Has 2020 been an anxious year for you? Does 2021 not look like it will be much better? We don’t have to be anxious and afraid when we obey God and are growing through His Spirit at work in us. Not only that, we don’t have to be anxious about the fortunes and fates of those we love when they are being obedient to God and the Spirit is moving in them because God keeps His promises, as John says in his letter: “He is faithful and just” (1Jn 1:9) and watches over those who love Him, call on His name, confess, submit, repent and obey Him. Jesus’ question to Mary Luke says she “treasured” and I’m sure Mary reflected on the boy Jesus’ calm response as she heard the angel’s calm response to the women’s anxiety over Jesus’ next disappearance- His resurrection- where in 24:5 the angel asks: “Why do you seek the living among the dead? He is not here; He is risen! Remember how He told you while He was still with you in Galilee: ‘The Son of Man must be delivered over to the hands of sinners, be crucified and on the third day be raised again.’” You see spiritual maturity, “the maturing Gospel” in our lives REMEMBERS God’s WORD. It remembers the “famous first words” that lead us down that faithful path of maturity and blessing of a life WITH Christ.

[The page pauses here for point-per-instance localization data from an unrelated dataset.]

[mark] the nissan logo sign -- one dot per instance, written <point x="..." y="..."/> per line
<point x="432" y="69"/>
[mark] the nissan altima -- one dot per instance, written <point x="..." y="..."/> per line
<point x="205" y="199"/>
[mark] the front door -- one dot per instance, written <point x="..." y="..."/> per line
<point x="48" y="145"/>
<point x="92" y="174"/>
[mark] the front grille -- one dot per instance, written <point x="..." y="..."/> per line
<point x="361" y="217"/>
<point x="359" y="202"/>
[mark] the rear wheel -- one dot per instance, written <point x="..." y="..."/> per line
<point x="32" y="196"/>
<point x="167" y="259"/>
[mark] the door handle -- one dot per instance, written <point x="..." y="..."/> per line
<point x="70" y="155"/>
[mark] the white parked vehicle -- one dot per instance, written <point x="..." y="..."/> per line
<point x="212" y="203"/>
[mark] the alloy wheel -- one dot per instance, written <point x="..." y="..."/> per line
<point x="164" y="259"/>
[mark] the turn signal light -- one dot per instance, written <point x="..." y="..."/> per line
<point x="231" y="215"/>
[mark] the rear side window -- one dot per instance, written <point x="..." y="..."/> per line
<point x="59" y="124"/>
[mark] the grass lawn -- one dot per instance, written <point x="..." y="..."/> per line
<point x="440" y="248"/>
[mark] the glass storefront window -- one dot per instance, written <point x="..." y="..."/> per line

A maturing faith, a maturing Gospel remembers, obeys and values the Words that really matter- the gift of Christ Jesus Our Lord that was given, the gift that you have received by grace through faith (Eph 2:8-10) and the gift that has been proclaimed (taught) to you and that you have been trained up in- knowing and trusting full well that God keeps His promises made over and to you. We can have faith instead of fear because of those words, we can have hope instead of despair, and we can grow strong in 2021 and continue to mature and be a solid witness for others because of Jesus! Take heart today, and leave yourself plenty of room to grow strong in Him this 2021! Have a joyous and blessed New Year! Love to you all and all the best! Darrin.